101

An attractive woman in a blue blazer and large straw hat sat alone at a table near the front window of the bar of the Hotel Florence. From there she could see the waterfront and the landing where the hydrofoil would come in. She could also see the Gruppo Cardinale police near the ticket booth and on the landing itself, watching the people who waited for the boat.

Her back turned slightly to the crowd of the room, she took a cell phone from her purse and dialed a number in Milan, where the call was received by a special switching box and forwarded to another number and switching box in the coastal city of Civitavecchia, and from there to an unlisted number in Rome.

'Si,' a male voice answered.

'This is S,' Thomas Kind said.

'Un momento.'

Silence. Then-

'Yes.' Another male voice had come on. It was distorted electronically so that it could not be recognized. The rest of the conversation was held in French.
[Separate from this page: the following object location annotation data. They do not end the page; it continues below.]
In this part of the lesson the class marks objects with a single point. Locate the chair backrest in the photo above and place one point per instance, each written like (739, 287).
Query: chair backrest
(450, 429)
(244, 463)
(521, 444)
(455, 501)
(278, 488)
S: The target is alive. Possibly wounded… And, it is unfortunate to report, escaped.

Male voice: I know.

S: What do you want me to do? – I will resign if you like.

Male voice: No. I value your resolve and proficiency…

The police know you are there and are looking for you, but they have no idea who you are.

S: So I presumed.

Male voice: Can you leave the area?

S: With luck.

Male voice: Then I want you to come here.

S: I can still pursue the target from where I am. Even with the police.

Male voice: Yes, but why, when the moth has waked from its sleep and can be brought to the flame?


Palestrina pressed a button on a small box beside his telephone, then handed the receiver to Farel, who took it and hung it up. For a long moment the Vatican secretariat of state sat looking out across his sparsely lit marbled office at the paintings, sculptures, shelves of ancient books, at the centuries of history surrounding him in his residence on the floor beneath that of the papal apartments in the Palace of Sixtus V, the apartments where the Holy Father now slept, mind and body exhausted from the regimen of the day, trusting in his advisers to steer the course of the Holy See.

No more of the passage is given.